Some of the musicians are still growing. Artists like Maxwell, Alicia Keys, Chris Brown, and Trey Songz. A lot of them are still finding their place. They are all friends of ours, but it will take time to prove if they can have longevity. You have to do whatever it takes. It’s a certain point you have to prove to make the people say, “wow.” That gives you energy to prove yourself.
There are artists who dream of being in the music industry. For the artists who are just starting out, what should they expect?
When you’re young, you never know what’s ahead of you. You can sometimes miss out on important things if you don’t pay attention to what’s going on around you. But it’s going to take a little bit of time to see how those new artists are able to adapt to the changes that will occur in their personal and professional lives.
When it comes to hip-hop, a lot of the producers have sampled your voice and music. How do you feel about being one of the most sampled artists in hip-hop history?

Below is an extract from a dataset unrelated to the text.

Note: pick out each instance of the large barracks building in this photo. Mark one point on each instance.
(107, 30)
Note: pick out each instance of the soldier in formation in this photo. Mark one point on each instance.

Being one of the most sampled artists in hip-hop is a compliment. It feels great that they have noticed the music that we have done after all these years. And that their audience has gravitated towards our music. All of that feels good.
Your work with R. Kelly also allowed a new generation of music lovers to become familiar with your music. Why were you guys able to connect musically?
Mr. Biggs was the first of its kind in music. It was like we were doing a stage play with the songs “Down Low,” and “Contagious.” It was very successful. It’s hard to duplicate that kind of music with any other artist. But it’s something that R. Kelly and I can duplicate at any moment. We’re in the studio now working on my next album.
R. Kelly joined you on stage when you received a tribute and the Legend Award at the Soul Train Awards. How did it feel to be honored?
Sometimes you don’t know what your going to do during those moments. It was such a long night. You see so many great artists at one time. I didn’t know what I would do or say. Those nights, you never know what will happen. But it turned out well.
I’m sure you are always thinking of ways to make a new hit song or album. But do you ever sit back and reflect on the great things that you have accomplished?
I think about it all the time. We know that our gifts are all from God. Before we became famous, we prayed for all of the success that we have had. It’s been a prayer that has been answered for us. This has all been a tremendous feeling.